Explosions can be beautiful
A firework is basically just a very colourful missile, designed to explode in a very controlled - and pretty - way. The initial ‘charge’ explosion can blast a firework more than 1000 feet high and at roughly the same speed as a jet fighter! Then the ‘effect’ explosions which are made up of finer, more loosely packed explosive material often separate into different ‘stars’. Although they are not without their dangers, fireworks can be very artistic. So when you ‘ooh’ and 'ah' next Bonfire Night, take a moment to think about the clever science behind it all. Also, 90% of Mount Rushmore was carved by dynamite and as a piece of sculpted art, it continues to impress tourists.
Explosive science can go seriously wrong
Science can be amazing but also amazingly dangerous when it goes wrong, especially when there's an explosion involved. The Hindenberg and R101 airship disasters occurred when a series of incidents (technical fault, bad weather conditions) led these hydrogen gas-filled structures to rapidly catch fire.
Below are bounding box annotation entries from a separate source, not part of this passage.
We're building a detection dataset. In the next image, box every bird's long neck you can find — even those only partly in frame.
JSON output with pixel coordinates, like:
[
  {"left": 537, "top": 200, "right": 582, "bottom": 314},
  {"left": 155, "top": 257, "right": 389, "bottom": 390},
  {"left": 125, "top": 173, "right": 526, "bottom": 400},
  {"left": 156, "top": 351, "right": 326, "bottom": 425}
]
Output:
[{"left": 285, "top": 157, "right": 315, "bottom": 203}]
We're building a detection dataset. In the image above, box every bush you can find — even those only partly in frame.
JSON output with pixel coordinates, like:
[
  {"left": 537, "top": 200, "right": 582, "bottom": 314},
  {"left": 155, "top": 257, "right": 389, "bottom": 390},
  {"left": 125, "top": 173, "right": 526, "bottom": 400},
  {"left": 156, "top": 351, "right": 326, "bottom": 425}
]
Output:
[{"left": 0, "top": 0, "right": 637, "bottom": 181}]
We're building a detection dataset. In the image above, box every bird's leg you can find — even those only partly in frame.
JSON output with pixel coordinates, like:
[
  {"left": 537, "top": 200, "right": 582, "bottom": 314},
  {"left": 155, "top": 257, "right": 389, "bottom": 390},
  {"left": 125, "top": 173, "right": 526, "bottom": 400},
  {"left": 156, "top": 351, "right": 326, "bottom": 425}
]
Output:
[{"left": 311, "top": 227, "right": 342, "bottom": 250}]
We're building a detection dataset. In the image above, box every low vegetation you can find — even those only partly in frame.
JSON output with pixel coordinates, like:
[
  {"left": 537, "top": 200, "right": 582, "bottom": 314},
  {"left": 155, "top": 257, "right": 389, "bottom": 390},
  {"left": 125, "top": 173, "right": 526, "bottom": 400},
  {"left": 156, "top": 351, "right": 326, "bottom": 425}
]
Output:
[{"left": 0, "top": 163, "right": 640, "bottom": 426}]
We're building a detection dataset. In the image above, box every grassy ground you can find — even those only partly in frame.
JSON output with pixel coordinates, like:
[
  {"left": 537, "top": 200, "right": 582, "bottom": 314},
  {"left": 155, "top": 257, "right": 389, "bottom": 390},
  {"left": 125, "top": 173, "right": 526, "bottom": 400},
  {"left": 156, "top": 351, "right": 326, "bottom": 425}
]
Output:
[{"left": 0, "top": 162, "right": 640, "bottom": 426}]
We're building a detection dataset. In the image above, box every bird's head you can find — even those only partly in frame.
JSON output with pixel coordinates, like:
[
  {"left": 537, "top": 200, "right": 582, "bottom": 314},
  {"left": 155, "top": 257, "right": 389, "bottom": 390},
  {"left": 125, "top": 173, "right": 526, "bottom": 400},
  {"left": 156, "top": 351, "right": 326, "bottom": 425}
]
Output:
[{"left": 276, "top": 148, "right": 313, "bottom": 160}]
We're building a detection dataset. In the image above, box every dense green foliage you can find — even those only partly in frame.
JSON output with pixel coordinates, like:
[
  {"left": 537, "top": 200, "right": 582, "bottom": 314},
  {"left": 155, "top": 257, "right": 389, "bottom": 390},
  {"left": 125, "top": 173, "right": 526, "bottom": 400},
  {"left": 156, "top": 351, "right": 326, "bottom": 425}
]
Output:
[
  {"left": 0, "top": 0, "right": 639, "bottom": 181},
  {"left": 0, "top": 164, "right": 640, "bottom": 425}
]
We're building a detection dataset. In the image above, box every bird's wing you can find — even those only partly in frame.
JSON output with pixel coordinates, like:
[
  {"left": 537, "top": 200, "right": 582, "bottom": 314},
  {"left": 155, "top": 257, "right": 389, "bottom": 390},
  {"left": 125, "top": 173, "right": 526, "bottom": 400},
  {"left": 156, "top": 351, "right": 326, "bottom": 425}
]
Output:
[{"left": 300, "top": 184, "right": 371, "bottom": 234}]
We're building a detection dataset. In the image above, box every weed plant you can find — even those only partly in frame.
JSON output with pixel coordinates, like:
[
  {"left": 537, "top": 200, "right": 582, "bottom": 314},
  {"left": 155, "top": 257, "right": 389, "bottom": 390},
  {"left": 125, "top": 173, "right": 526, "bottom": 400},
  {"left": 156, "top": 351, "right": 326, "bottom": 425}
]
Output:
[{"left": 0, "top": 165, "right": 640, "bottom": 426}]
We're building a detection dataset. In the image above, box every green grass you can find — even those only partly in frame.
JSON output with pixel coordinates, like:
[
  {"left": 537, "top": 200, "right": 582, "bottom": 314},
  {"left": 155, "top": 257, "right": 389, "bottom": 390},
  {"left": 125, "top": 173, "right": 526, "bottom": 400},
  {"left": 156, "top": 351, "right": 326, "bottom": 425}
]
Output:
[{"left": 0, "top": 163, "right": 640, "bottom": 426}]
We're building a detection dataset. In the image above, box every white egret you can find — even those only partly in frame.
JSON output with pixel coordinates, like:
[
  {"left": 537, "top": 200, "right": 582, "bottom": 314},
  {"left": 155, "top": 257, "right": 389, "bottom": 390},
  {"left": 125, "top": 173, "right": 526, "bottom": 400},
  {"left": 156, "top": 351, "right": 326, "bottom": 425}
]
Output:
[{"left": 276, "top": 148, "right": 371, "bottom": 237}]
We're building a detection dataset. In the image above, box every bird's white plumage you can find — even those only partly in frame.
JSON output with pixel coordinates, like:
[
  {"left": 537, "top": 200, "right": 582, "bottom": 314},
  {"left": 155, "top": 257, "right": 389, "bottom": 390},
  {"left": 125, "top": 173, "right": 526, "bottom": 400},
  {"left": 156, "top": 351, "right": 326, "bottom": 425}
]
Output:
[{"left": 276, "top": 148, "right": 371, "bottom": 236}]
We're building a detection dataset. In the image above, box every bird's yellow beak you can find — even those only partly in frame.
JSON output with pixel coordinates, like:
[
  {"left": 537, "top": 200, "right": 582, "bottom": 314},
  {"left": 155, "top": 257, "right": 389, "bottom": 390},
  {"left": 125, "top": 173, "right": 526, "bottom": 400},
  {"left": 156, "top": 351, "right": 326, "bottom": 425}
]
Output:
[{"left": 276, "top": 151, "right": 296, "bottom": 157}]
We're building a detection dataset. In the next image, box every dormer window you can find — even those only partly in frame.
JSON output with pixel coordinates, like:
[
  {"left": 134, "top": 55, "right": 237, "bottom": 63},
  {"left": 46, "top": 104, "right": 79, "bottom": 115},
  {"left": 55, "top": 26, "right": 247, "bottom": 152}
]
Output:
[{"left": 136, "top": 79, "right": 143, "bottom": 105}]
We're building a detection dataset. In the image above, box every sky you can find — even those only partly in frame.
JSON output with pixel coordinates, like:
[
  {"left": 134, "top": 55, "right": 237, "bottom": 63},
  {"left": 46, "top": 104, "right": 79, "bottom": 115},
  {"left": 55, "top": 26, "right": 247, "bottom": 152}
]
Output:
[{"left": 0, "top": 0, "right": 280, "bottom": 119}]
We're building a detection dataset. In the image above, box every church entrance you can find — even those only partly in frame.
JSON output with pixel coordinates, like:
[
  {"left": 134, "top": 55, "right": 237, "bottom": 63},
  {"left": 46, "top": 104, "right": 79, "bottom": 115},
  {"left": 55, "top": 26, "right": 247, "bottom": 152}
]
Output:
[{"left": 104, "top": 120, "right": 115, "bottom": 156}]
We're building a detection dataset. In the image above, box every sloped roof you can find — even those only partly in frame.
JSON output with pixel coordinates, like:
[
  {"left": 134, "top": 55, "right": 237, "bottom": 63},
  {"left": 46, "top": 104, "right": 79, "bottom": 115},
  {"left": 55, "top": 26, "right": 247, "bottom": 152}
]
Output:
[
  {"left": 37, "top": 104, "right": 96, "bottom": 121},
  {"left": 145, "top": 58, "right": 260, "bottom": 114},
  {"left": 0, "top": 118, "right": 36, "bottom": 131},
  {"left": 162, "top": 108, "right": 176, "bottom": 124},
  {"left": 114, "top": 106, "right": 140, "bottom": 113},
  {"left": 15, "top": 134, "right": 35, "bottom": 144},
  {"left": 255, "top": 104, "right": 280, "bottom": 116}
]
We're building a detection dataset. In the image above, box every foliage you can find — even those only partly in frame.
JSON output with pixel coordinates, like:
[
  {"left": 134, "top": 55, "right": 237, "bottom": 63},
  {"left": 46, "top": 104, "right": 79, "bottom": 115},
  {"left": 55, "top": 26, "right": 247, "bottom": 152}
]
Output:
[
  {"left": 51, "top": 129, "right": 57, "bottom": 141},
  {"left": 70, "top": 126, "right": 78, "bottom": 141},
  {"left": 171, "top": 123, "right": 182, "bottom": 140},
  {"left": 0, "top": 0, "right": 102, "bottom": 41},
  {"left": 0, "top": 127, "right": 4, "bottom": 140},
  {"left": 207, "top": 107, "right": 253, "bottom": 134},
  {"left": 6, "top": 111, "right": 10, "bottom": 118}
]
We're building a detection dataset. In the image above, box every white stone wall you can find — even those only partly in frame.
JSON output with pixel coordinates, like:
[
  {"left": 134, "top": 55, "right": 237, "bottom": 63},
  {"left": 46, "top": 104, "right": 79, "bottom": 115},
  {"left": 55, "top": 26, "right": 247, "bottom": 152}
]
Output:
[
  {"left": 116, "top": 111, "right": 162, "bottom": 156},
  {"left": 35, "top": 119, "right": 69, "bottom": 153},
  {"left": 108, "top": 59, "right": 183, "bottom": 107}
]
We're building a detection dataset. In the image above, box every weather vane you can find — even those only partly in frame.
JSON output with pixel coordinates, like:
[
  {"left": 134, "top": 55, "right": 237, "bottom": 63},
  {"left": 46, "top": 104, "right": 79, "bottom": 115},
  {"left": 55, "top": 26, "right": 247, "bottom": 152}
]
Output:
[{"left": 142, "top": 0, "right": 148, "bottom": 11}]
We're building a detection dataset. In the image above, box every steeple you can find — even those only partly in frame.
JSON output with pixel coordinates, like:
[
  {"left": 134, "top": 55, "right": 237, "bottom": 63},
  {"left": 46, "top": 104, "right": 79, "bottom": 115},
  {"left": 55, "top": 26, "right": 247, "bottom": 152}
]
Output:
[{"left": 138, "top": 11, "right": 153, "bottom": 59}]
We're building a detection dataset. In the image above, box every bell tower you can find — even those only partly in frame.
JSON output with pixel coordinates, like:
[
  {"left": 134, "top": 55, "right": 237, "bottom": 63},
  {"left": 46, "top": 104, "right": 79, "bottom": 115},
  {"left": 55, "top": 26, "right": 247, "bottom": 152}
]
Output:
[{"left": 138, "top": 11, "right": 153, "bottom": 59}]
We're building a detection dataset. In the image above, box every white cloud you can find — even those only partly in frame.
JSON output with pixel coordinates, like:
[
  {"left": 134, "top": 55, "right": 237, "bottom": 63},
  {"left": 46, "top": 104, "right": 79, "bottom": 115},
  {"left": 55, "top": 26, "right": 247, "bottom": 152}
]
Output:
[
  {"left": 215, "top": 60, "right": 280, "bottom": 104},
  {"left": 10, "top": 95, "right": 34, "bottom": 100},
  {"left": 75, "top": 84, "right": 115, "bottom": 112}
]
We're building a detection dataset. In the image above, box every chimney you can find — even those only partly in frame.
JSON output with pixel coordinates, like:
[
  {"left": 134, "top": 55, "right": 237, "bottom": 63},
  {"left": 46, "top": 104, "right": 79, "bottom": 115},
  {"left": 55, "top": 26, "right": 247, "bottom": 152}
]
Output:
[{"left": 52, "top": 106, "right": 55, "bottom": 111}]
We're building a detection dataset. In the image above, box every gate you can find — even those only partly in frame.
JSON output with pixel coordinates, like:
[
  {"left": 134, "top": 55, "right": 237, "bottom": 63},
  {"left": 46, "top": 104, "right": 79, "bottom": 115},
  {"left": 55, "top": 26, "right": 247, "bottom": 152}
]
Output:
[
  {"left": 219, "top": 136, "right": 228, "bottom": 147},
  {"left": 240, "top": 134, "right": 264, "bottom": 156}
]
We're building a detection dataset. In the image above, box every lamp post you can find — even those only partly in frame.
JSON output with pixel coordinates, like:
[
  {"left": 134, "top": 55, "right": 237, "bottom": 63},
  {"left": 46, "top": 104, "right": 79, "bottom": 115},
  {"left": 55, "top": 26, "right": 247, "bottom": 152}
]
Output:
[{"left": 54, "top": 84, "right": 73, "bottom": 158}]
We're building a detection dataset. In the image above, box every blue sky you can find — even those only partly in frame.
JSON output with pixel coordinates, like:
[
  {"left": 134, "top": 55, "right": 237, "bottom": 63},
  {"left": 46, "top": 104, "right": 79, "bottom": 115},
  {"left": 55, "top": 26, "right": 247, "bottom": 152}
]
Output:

Both resulted in many fatalities and serious injuries demonstrating the powerful impact of explosions.
They can be useful, life-saving and tasty!
Explosions have been put to a range of purposes – some which are very useful and feature in our everyday lives. Every time you get a lift somewhere, remember that explosions (better known as combustion) are what’s helping you on your way. Almost all modern car engines use something called a ‘four-stroke combustion cycle’ to convert petrol into motion. If you're ever unlucky enough to be in a car accident, a carefully controlled explosion could save you in the form of airbags. When the airbag circuit is triggered, this generates an electric current which then ignites a chemical explosive (Sodium Azide). As the explosive burns, it creates Nitrogen gas, which floods into nylon bags packed behind the steering wheel and dashboard of the car. Air bags cushion some of the impact from a crash and help reduce injuries – potentially saving many people’s lives. And last but not least, popcorn is a result of a series of mini-explosions that turn the hard kernels into the airy puffs of corn that we know and love!
Nature can be explosive
Not all explosions are man-made. Planet Earth can pack an equally as powerful and frightening punch. Volcanoes have proven this for centuries. In fact, the biggest volcanic eruption ever recorded took place in April 1815 when Indonesia’s Mount Tambora blew its top, sending molten rock 25 miles up into the air. The resulting lava flows and tsunamis killed more than 60,000 people. Don’t mess with Mother Nature!